Nur noch 85 Flüchtlinge pro Tag

Brüssel · Die EU lobt den Türkei-Deal als Erfolg: Während im Oktober vor einem Jahr noch 7000 Hilfesuchende pro Tag auf den griechischen Inseln ankamen, sind es jetzt noch etwa 85. Doch das Problem hat sich verlagert.

"Große Fortschritte" - das Urteil der EU-Kommission über das Funktionieren des EU-Türkei-Deals steht angesichts der Situation etwas zwiespältig im Raum. Als der Vizepräsident der Brüsseler Kommission, Frans Timmermans, gestern dann auch noch feststellte, die "Zahl der Personen, die die Ägäis zu überqueren versuchen und dort ums Leben kommen" sei "zurückgegangen", hinterließ die jüngste Bilanz des Abkommens endgültig ein schales Gefühl. Denn inzwischen ertrinken die Flüchtlinge auf einer anderen, neuen Route von Libyen nach Italien. Dabei weisen die Zahlen tatsächlich auf eine positive Wirkung des Türkei-Deals hin: Kamen im Oktober 2015 noch 7000 Hilfesuchende pro Tag über die Türkei auf eine der griechischen Inseln, waren es im September 2016 nur noch durchschnittlich 85. Für die EU-Behörde ein deutliches Signal dafür, dass man das Geschäftsmodell der Schleuser zerstören könne, wenn man eine solche Vereinbarung nur konsequent anwende. EU-Migrationskommissar Dimitros Avramopoulos lobte sogar ausdrücklich Griechenland und Italien, wo inzwischen zu "fast" 100 Prozent Fingerabdrücke erfasst und registriert würden und damit die Voraussetzungen erfüllt worden seien, um - wie von Ankara zugesagt - die Flüchtlinge auch wieder auf türkischen Boden zurückzuführen.

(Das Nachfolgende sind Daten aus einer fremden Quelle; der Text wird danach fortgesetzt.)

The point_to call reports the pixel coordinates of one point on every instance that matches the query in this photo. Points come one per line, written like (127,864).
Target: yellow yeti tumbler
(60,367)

Dass das Zahlenwerk die tatsächliche Lage aber nur beschränkt wiedergibt und wohl eher denen politische Schützenhilfe leisten soll, die vergleichbare Verträge mit weiteren nordafrikanischen Staaten abschließen wollen, belegte ausgerechnet der von Brüssel gelobte hellenische Europaminister Nikos Xydakis in einem Zeitungsinterview: "Wir müssen jeden einzelnen Asylantrag auf individueller Basis bearbeiten. Wir brauchen mehrere hundert Fachbeamte, um das zu leisten. Die haben wir aber nicht." Vor dem EU-Türkei-Abkommen hätten lediglich drei Prozent der Flüchtlinge Asyl beantragt. Inzwischen seien es 99 Prozent. Um diese Flut bewältigen zu können, hatten die EU-Mitgliedstaaten versprochen, 400 Experten in die Hotspots auf den griechischen Inseln zu schicken. "Bis heute sind aber nur 26 angekommen." Athen fühlt sich alleingelassen - mit rund 14 000 Migranten auf seinen Eilanden.

Am Montag brachte ein Schiff der EU-Grenzschutzagentur Frontex 70 Flüchtlinge von Lesbos in die türkische Hafenstadt Dikili - es war die erste große Rückführung seit Inkrafttreten des Deals mit Ankara Ende März. Insgesamt waren es bisher 578 Hilfesuchende, die Griechenland wieder Richtung Bosporus verlassen mussten. Auch die sogenannte Umverteilung von Migranten aus griechischen und italienischen Auffangzentren hält sich in Grenzen. 4455 Personen wurden aus Griechenland an andere EU-Staaten verteilt - darunter 192 nach Deutschland.

Meinung:

Die Flucht geht weiter

Von SZ-Korrespondent Detlef Drewes

Es fällt schwer, die Situation auf den Fluchtrouten über das Mittelmeer als Erfolg zu bezeichnen. Dabei hat die Brüsseler Kommission ja recht: Die Zuwanderungswelle über die Türkei ist abgeebbt. Das stimmt zwar, soll aber zugleich als Argument dafür dienen, nun auch das "Loch" in der europäischen Außengrenze Richtung Italien endlich zu stopfen. Denn dort ist die Lage kaum weniger fatal als noch vor einigen Monaten in der Ägäis. Die gesamte Konstruktion aus Rückführung, legaler Einreise in die EU, Verteilung und Integration funktioniert keineswegs. Wer die Situation vor Ort in seine Bilanz einbezieht, muss enttäuscht und wütend über das Versagen aller Beteiligten sein.